On July 10, the historian Natalie Zemon Davis was one of several people awarded a National Humanities Medal by President Barack Obama. At the award ceremony, the medal winners were asked to reflect on a “turning point” in their lives, and Davis discussed the support of her husband, Chandler Davis, who courageously sought to challenge the constitutionality of the House Committee on Un-American Activities before the Supreme Court in 1959. (The Court refused to take the case.) After the ceremony, however, Davis found she had a further answer to the question put to her. What follows is that answer.
My passion for history has been life-long: an unending fascination with the past and its meanings for us in our own time. Within that frame, I’ve had several turnings as I tried to give voice to people often ignored in the great historical narratives. Let me take as an example an event that seemed at first like a downturn.
The year was 1952. I had spent six months in France doing the first research for my PhD thesis on “Protestantism and the Printing Workers of Lyon.” I was trying to explore the Reformation from the vantage point of artisans, rather than just that of the theologians like Luther and Calvin and the great princes. To find evidence about working people, many of whom are illiterate, you have to go to archives: to government lists, and church records, to criminal prosecutions and marriage contracts.

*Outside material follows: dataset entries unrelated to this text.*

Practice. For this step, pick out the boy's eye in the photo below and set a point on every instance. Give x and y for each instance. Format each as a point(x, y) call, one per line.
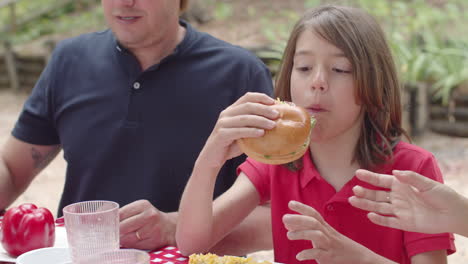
point(338, 70)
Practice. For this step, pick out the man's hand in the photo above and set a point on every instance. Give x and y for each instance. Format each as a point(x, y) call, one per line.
point(329, 245)
point(415, 203)
point(142, 226)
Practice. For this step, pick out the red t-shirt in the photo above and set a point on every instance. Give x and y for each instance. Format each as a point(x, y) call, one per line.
point(279, 185)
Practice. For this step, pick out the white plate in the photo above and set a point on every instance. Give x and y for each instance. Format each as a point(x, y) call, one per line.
point(60, 242)
point(50, 255)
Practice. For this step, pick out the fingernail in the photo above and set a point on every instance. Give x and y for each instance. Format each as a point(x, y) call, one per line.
point(271, 124)
point(274, 113)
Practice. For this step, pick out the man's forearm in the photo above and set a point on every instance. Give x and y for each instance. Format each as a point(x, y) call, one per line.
point(7, 192)
point(253, 234)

I came back to Ann Arbor with packets of three-by-five cards filled with the names of Protestant pressmen and typesetters and other artisans—people who were finding ways to disguise Protestant tracts so they could get by the eyes of the Inquisitors and mocking the Catholic clergy in popular songs. I planned to go back to France after I took my general exams.
Not long after my return, two gentlemen from the US State Department arrived at our apartment to pick up my passport and that of my husband. A publication event had brought them to our door. Early in 1952, I had done the research for and been major author of a pamphlet entitled Operation Mind, which reviewed past interrogations of the House Committee on Un-American Activities and urged readers to protest as unconstitutional its announced visit to Michigan. (In 1954, when the Michigan hearings finally took place, students did in fact protest on campus.) The pamphlet was issued in photo-offset, without the name of author, but simply listing two University of Michigan campus groups that had sponsored it. Whatever local readers thought, the Federal Bureau of Investigation was not pleased with Operation Mind and sent its agents to the printer, who obliged with the name of the treasurer of the campus organization that had paid the bill—that is, my husband. The seizure of our passports was one of the consequences.
I was devastated, heartsick, by the loss of my passport. I had counted on getting back to the archives in France not only to finish the research for my thesis, but for any future work I hoped to do on my new path of social history. (Remember in those days there was no web, no digitization, and not even microfilms of most documents.) How could I go on? I thought with fresh appreciation of the much greater risks faced by those early Protestant printers who were publishing clandestine anonymous anti-Catholic writings and vernacular Bibles: they might end up burned at the stake.
But wait a minute! Those sixteenth-century Protestant books and Bibles, made by the workers on my three-by-five cards, were available in American rare book libraries. I could find traces of printers and other artisans and much more in the pages of these books and their marginalia; even their bindings held treasures. The FBI could keep me from France, but not from the New York Public Library or the Folger or the other great rare book collections in the United States.
So per force, I added the approaches of cultural history to those of social history. All kinds of books turn up in rare book collections, including many forms of popular literature. I could find the voices there of artisans and women as well as of the learned and the powerful. After I got my passport back in 1960 and for the rest of my life, I’ve always combined research in archives with research in early printed books. It was in a rare book library that I later read the 1560 book about the case of Martin Guerre.
This episode also expanded my notions of human response to situations of constraint, both my own and that of people in the past. I realized that between heroic resistance to and fatalistic acceptance of oppression, there was ample space for coping strategies and creative improvisation. Much of human life was and is carried on in this fertile middle ground. I am seeing this still in my current research on four generations of a slave family in colonial Suriname. One of the men escaped to the Maroons and led uprisings, but most stayed put, helping set up secret slave courts to have some control over their lives. The women used their liaisons with white men to advance their own kin, but also to win favors for their fellow slaves.
Advertisement
I have wanted to be a historian of hope. We can take heart from the fact that no matter how dire the situation, some will find means to resist, some will find means to cope, and some will remember and tell stories about what happened.